Cardinal George: Sr. Keehan chose Obama over Catholic bishops
OK, so why is she remaining in her current position as President of the Catholic Health Association? She needs to be fired immediately.
Sister Carol Keehan, CEO and President of the Catholic Health Association (CHA) openly acted in favor of President Obama’s health care reform and in opposition to persistent requests from the bishops, said Cardinal Francis George, President of the United States Conference of Catholic Bishops (USCCB), during their spring meeting in St. Petersburg, Florida.
During the bishops’ executive session held Tuesday morning to address the fallout of CHA’s support for the health care legislation despite the bishop’s opposition, Cardinal George recounted the events that took place prior to President Obama’s signing of the health care reform. The prelate then concluded his remarks by criticizing CHA and Sr.

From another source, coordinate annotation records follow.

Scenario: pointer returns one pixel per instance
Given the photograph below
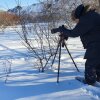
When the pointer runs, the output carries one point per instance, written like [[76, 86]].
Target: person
[[88, 28]]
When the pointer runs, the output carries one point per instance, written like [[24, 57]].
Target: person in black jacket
[[88, 28]]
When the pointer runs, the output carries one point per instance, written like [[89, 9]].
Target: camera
[[55, 30]]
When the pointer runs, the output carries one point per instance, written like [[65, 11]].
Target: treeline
[[8, 19]]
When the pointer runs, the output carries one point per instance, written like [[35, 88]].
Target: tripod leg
[[55, 54], [59, 63], [71, 57]]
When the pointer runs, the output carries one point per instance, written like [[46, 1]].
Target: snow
[[19, 80]]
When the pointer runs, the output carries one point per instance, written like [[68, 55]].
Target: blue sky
[[6, 4]]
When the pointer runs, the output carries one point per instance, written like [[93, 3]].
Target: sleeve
[[80, 29]]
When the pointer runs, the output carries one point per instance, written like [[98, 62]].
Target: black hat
[[78, 11]]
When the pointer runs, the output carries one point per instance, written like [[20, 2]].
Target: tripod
[[62, 43]]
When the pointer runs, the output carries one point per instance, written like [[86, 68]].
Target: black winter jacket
[[88, 29]]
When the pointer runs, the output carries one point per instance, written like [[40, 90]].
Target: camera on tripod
[[60, 29]]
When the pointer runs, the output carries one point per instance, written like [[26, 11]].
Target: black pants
[[92, 70]]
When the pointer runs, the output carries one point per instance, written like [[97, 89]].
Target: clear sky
[[7, 4]]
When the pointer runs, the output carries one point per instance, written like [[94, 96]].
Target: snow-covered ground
[[19, 80]]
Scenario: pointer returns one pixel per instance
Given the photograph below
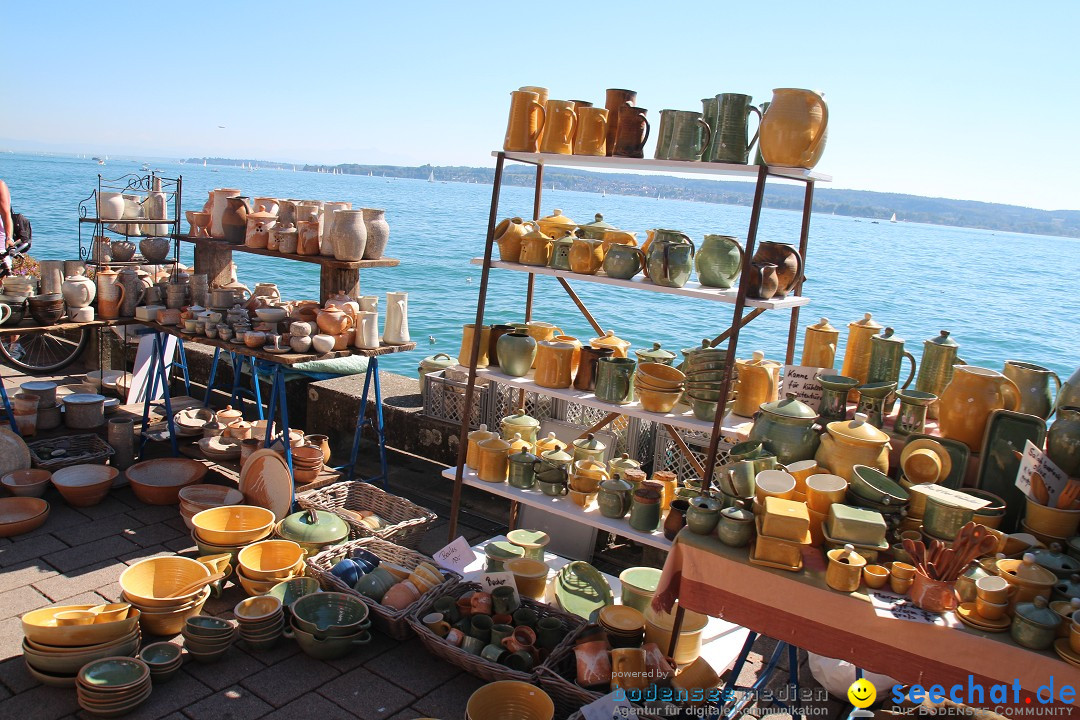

Keehan, saying they have created the dangerous precedent of a parallel magisterium to the bishops.
In the events leading up to the final health care vote, the USCCB president presented arguments on how the bishops’ conference “remained consistent to the two guiding principles throughout the whole process: number one, everyone should have access to health care; number two, no one should be killed.”
The consistent moral position of the bishops, Cardinal George explained, centered around protecting life, conscience protections and the inclusion of immigrants.
“The Conference never backed down on these issues,” he forcefully stated.
According to the Archbishop of Chicago, when the Stupak Amendment was defeated in the Senate in December 2009, “everything went south.”
That is when “the Catholic Health Association and other so-called Catholic groups provided cover for those on the fence to support Obama and the administration.”
Cardinal George clearly remarked that “Sr. Carol and her colleagues are to blame” for the passage of the health care bill. He continued by revealing that the bishops repeatedly tried to reach out to Sr. Keehan both before and after the vote. “I personally met with her in March to no avail,” the cardinal reported.